Join Glencairn Museum online every day from Dec. 1 through 25, as the door to a new work of art will “open” each day to reveal images of Christmas art from the Glencairn Museum collection.
Many of these depictions of the Nativity and infancy of Jesus Christ date to the medieval period and include paintings, illuminated manuscripts, sculptures and stained-glass windows. Others are original works of art commissioned by Raymond and Mildred Pitcairn during the 20th century, including a large, three-dimensional Nativity scene produced in Bryn Athyn in the 1920s.
Admission to “Follow the Star: A 2021 Advent Calendar” is free. Visit GlencairnMuseum.org daily, or follow Glencairn’s social media (Facebook, Instagram, Twitter, Tumblr) to receive each day’s artwork in your newsfeed.
Also offered for free is “A Nativity for the Eisenhower White House,” an illustrated talk via Zoom on the life and art of Hanna Weil Fischer-Binder, given by Mark Sfirri, an artist, professor, author, and curator, from 7 to 8 p.m. Thursday, Dec. 2.

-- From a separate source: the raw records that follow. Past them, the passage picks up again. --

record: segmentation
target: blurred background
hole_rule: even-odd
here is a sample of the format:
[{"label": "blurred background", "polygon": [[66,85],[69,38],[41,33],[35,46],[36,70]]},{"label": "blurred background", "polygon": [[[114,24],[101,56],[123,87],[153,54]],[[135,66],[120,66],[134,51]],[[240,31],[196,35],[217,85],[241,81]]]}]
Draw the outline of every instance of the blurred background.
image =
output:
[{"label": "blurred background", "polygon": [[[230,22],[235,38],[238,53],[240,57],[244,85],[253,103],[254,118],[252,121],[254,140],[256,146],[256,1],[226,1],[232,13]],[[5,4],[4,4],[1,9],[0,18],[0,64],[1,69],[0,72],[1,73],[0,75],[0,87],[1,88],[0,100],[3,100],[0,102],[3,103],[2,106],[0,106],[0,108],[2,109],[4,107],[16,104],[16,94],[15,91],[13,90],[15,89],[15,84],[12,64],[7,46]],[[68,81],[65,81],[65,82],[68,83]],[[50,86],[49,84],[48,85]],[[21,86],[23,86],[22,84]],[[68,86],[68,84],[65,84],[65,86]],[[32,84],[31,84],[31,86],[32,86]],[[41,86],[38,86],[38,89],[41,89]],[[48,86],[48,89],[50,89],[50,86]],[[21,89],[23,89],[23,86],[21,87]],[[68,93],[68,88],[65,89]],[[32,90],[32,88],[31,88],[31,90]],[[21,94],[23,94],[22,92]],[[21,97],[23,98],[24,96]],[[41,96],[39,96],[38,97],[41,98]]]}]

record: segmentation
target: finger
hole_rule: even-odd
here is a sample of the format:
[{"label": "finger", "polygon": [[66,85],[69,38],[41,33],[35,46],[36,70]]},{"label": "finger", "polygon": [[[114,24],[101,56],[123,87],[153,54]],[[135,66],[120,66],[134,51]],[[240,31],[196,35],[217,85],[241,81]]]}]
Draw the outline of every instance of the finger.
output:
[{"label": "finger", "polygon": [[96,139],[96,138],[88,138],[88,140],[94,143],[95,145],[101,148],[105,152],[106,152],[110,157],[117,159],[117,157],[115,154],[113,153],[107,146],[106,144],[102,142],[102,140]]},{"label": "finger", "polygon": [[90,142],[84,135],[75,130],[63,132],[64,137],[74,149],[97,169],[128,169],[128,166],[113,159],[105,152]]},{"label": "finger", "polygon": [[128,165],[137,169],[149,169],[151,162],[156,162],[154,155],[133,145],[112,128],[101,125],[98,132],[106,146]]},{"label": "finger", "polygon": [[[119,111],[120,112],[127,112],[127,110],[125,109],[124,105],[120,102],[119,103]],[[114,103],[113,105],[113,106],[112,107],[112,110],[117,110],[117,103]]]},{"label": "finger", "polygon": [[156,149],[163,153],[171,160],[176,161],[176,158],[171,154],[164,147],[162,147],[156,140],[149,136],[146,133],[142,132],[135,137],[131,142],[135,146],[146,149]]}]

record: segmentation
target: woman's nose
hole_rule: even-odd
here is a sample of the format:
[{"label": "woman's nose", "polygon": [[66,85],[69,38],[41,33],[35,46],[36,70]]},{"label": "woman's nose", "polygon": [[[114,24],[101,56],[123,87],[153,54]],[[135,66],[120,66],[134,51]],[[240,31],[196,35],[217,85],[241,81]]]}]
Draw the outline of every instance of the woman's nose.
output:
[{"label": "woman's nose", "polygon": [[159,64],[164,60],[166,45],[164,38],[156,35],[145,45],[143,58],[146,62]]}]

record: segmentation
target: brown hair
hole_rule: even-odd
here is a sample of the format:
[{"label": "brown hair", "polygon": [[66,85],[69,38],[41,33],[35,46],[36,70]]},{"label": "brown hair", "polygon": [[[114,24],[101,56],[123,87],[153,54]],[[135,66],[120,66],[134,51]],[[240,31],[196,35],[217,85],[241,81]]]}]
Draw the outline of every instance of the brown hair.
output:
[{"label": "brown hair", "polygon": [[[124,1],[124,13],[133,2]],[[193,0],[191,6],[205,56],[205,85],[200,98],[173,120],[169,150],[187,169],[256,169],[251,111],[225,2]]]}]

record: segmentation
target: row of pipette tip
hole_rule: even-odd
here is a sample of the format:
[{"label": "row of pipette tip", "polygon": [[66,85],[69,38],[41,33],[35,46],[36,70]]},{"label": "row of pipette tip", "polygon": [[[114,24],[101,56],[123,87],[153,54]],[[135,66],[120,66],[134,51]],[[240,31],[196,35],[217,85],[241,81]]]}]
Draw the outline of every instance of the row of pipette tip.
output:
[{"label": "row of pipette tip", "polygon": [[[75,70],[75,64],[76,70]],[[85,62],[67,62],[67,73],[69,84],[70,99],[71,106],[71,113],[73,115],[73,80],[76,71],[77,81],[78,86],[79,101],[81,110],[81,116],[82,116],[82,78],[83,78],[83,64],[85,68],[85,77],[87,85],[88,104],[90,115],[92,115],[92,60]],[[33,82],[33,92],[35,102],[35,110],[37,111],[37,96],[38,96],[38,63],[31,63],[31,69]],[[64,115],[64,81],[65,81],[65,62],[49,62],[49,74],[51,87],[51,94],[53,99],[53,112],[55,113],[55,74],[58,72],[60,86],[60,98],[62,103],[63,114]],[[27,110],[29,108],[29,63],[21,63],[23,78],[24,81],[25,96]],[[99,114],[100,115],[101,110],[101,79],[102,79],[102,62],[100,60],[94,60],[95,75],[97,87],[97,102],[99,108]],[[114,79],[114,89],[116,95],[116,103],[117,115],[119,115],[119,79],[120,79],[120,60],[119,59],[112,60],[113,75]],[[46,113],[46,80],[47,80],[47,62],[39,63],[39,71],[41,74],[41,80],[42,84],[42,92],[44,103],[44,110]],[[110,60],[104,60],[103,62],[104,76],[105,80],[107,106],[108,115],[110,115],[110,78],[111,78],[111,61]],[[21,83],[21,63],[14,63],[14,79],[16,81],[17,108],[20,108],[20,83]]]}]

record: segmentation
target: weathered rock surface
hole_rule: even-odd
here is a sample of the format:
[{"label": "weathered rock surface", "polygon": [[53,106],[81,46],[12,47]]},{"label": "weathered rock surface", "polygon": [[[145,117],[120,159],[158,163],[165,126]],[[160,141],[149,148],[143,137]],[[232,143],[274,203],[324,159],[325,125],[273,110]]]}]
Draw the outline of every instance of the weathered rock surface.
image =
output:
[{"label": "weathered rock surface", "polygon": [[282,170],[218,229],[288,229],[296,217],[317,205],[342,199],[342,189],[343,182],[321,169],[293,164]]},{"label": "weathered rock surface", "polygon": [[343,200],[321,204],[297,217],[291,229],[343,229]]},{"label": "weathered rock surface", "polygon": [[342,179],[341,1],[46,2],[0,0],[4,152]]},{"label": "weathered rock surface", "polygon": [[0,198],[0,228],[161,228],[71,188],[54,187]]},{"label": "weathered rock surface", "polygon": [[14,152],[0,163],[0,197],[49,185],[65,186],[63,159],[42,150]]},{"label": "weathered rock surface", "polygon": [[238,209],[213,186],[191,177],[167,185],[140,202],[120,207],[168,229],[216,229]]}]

Reservations are required 24 hours in advance. To receive a Zoom link to the event, register online or call 267-502-2600.
In the 1950s, Raymond and Mildred Pitcairn commissioned Fischer-Binder, a multi-talented Bucks County artist, to carve three sets of wooden Nativity figures for the East Room of the Eisenhower White House. The three scenes (the Wise Men gazing at the Star of Bethlehem, the Annunciation to the Shepherds, and the Nativity) were located beside the Christmas tree.
Fischer-Binder also made Nativity figures for members of the Pitcairn family. Earlier in her artistic career, from the 1920s until the late 1930s, she was known for her ivory carvings in her native country, Germany.